Sunday, May 24, 2009
Pabst and Brooks: Redux with a Diary
Pandora's Box, directed by GW Pabst is one of the most revered films of the last years of the silent era, if not all of cinema history, and rightly so. It is a kind of epic exploration of sensual abandon and the shadow side of the human condition. It also features Louise Brooks as Lulu in a role as integral to her screen career as The Passion of Joan of Arc was to Maria Falconetti or as Marie in Au hasard Balthazar is for Anne Wiazemsky. We think of the film, role, and actress being inseparable.

Diary of a Lost Girl was the 1929 follow up by Pabst and Brooks to Pandora's Box. I need to go back and look at Pandora's before I give any kind of specifics and comparison. I can only say that I found this film to be a signficant and moving experience. There are some plot elements that don't make sense on a realistic and logical level, but there is a greater concern here to a high level of emotion and morality that Pabst and Co. are taking on it. It contains some dark and devastating moments, but Thymiane, the protagonist of Lost Girl gets to celebrate a spiritual victory, and the audience does as well.
Thymiane, Margarete Böhme's heroine of Das Tagebuch einer Verlorenen is sexually assaulted and impregnated by her father's apothecary assistant. The baby goes up for adoption and Thymiane is sent to this brutal Dickens like reform school while her father takes up with his latest housekeeper. She escapes and becomes a prostitute in conditions that were certainly an improvement to the school. But it is the last act, in which money and time create circumstances towards redemption that makes this work kind of extraordinary.

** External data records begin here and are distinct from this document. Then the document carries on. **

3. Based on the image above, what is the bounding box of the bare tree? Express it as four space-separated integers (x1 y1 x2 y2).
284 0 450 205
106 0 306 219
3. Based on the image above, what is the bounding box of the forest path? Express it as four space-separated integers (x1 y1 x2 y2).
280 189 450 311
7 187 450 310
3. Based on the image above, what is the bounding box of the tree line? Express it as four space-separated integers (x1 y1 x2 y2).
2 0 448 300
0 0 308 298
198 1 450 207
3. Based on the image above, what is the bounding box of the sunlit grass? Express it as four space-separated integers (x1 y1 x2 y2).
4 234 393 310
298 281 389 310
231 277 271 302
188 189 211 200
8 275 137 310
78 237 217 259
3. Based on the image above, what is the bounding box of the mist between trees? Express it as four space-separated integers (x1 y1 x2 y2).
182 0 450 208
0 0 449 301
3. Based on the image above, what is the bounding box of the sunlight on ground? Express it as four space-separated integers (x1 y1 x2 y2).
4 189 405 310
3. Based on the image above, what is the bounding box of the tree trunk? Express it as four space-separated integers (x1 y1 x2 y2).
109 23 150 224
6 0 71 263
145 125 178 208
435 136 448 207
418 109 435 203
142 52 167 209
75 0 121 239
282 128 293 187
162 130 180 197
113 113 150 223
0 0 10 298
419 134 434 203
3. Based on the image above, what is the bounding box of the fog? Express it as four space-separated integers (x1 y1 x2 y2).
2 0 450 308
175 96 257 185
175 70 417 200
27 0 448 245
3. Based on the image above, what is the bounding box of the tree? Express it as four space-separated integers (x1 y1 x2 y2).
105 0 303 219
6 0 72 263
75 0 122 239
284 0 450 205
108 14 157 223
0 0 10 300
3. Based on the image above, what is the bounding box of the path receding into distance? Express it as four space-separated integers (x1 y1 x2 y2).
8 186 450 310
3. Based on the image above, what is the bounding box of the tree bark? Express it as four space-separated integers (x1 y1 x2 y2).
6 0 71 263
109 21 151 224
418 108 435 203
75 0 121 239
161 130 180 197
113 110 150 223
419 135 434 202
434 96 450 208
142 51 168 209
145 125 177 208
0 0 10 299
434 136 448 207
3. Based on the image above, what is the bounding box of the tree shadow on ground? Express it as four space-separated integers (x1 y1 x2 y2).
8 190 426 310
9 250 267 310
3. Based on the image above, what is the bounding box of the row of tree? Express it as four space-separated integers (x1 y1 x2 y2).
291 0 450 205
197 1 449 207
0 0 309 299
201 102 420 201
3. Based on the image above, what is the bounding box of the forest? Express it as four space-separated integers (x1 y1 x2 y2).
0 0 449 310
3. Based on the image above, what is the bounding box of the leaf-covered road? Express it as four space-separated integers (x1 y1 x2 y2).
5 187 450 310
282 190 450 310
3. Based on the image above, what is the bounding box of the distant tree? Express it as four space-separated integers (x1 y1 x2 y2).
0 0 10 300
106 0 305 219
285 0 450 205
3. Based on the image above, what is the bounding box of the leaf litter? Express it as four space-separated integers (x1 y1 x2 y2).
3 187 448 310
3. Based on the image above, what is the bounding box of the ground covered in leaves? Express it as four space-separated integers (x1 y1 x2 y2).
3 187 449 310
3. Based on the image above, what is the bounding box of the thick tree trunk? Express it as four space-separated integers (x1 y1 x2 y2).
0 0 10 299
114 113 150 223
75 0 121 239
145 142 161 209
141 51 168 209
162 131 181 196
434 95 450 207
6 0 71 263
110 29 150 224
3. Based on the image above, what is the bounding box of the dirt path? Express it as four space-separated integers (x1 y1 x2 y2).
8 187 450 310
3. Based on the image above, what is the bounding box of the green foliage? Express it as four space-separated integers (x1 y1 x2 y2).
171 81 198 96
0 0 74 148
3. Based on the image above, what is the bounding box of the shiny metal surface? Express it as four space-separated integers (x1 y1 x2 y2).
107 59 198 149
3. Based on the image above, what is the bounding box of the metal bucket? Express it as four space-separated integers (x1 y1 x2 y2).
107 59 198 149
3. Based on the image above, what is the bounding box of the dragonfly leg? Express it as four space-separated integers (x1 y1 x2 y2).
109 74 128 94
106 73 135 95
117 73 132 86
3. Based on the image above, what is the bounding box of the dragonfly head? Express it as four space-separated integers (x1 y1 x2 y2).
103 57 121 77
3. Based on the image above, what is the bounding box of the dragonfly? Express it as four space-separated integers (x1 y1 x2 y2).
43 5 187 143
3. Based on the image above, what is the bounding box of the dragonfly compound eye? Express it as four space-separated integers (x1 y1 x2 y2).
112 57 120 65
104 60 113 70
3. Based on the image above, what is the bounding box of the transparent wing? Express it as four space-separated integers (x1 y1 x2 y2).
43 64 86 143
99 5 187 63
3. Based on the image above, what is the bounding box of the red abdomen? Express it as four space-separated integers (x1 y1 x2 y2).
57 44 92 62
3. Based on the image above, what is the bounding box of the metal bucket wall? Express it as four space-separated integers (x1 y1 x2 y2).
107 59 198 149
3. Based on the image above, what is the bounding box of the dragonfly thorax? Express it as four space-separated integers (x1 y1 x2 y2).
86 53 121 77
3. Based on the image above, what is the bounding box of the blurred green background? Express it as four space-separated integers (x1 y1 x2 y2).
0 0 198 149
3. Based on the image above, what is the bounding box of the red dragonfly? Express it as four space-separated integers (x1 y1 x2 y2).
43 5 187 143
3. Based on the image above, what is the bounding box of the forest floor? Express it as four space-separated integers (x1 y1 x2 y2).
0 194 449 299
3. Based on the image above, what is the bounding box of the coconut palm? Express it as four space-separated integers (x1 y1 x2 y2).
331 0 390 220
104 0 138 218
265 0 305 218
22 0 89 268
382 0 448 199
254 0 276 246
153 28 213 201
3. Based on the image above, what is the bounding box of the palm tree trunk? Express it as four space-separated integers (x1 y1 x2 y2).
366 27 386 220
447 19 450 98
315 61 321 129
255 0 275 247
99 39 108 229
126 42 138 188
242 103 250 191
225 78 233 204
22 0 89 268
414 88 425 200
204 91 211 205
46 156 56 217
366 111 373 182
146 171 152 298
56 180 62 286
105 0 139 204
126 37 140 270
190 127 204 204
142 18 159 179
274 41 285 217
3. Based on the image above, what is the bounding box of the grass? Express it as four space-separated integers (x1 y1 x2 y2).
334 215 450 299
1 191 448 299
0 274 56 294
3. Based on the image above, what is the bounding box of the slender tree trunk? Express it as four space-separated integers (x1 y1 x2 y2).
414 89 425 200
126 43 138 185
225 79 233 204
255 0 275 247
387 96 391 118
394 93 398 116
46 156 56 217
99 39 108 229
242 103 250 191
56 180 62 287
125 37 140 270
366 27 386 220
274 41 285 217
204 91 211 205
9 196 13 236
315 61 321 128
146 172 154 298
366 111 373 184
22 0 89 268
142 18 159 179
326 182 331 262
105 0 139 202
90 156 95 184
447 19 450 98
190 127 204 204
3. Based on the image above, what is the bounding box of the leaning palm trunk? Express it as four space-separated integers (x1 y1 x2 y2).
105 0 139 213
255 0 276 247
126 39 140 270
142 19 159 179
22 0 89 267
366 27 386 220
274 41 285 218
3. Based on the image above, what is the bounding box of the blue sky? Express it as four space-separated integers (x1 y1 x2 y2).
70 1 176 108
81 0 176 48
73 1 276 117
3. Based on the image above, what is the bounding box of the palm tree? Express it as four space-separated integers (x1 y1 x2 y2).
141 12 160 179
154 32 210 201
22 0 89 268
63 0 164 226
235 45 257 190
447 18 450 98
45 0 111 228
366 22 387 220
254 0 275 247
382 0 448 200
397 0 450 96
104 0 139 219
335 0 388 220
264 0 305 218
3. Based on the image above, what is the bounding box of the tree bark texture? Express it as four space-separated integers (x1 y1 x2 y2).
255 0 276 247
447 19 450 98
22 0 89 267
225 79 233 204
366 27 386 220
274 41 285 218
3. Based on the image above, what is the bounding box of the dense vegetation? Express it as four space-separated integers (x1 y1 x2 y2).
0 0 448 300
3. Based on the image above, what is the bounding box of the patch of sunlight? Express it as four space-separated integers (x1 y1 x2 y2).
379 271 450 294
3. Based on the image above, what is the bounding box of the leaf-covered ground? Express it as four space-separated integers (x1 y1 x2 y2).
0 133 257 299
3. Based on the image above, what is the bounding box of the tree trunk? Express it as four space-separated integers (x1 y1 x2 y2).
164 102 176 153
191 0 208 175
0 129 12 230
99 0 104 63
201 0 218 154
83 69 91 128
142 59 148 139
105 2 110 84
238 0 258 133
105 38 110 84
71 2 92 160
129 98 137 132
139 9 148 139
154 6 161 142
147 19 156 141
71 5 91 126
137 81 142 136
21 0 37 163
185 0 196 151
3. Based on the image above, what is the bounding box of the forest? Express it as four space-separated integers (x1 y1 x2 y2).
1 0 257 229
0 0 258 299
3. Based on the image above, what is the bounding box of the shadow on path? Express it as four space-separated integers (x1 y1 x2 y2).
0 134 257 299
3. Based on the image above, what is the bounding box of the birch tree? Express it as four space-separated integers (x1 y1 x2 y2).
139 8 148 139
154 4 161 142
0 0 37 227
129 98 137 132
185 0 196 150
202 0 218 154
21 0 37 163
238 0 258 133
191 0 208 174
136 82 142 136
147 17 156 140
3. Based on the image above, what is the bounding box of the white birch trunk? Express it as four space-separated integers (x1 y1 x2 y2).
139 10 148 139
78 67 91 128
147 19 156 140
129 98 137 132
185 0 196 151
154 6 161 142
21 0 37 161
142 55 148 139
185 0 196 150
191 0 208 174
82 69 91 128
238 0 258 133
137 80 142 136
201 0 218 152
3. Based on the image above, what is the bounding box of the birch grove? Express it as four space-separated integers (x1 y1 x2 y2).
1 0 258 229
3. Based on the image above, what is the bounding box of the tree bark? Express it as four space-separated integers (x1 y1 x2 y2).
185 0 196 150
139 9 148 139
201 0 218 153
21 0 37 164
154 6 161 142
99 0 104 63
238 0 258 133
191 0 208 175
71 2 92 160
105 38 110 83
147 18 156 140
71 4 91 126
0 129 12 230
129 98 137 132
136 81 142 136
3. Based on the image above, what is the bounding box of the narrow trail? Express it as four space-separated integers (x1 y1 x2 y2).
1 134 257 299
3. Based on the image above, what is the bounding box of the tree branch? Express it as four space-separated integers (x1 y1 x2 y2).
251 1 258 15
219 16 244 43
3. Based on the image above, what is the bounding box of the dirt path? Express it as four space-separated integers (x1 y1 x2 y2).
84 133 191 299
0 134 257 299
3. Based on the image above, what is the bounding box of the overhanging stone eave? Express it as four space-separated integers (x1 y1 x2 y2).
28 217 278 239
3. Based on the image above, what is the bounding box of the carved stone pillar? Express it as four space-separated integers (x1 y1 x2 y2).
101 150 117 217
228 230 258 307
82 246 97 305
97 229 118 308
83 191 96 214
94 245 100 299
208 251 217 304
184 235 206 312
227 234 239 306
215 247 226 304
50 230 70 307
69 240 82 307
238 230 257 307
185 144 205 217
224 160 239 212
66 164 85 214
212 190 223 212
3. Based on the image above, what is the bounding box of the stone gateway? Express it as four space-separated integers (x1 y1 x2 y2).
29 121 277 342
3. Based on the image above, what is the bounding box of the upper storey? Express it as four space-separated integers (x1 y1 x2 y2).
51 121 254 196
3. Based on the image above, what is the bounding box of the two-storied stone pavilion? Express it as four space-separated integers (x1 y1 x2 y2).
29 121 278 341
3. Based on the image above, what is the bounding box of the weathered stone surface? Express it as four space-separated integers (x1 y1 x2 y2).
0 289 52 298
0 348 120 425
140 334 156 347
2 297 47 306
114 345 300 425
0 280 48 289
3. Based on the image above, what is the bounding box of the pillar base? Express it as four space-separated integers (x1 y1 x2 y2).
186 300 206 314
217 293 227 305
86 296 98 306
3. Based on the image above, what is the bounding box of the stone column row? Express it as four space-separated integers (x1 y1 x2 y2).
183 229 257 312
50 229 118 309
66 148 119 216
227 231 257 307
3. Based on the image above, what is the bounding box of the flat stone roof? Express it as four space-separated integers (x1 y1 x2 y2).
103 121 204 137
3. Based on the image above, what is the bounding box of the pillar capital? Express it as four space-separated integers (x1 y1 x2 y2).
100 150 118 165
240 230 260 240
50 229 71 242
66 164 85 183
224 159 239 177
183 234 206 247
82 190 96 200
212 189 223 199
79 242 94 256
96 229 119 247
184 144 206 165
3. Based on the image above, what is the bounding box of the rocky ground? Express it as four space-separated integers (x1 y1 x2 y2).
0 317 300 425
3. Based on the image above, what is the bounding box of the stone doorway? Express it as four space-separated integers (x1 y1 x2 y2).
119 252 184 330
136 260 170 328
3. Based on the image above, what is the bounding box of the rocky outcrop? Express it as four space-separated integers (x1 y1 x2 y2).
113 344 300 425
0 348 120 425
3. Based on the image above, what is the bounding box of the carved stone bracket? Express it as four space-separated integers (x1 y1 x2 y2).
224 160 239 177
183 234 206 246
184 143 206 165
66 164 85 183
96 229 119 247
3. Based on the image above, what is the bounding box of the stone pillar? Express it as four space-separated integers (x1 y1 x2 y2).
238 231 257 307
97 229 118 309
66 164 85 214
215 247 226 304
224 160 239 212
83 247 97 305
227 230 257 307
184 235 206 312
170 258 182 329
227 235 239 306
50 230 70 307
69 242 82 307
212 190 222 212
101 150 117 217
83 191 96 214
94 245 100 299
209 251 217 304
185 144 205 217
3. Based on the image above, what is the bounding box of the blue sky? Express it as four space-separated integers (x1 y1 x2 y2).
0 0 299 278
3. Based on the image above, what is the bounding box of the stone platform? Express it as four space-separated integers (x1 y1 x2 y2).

This viewing of Diary will send me back to Pandora's Box, but also to move deeper into works by Pabst, Murnau and others like Borzage from the silent era. There is a kind of elemental connection with their subject matter and their audience that the best of silent filmmakers were masters. Technology has changed, but the best work of roughly the first third of cinema's history is filled with moments powerful and as eternal as the best of great literature.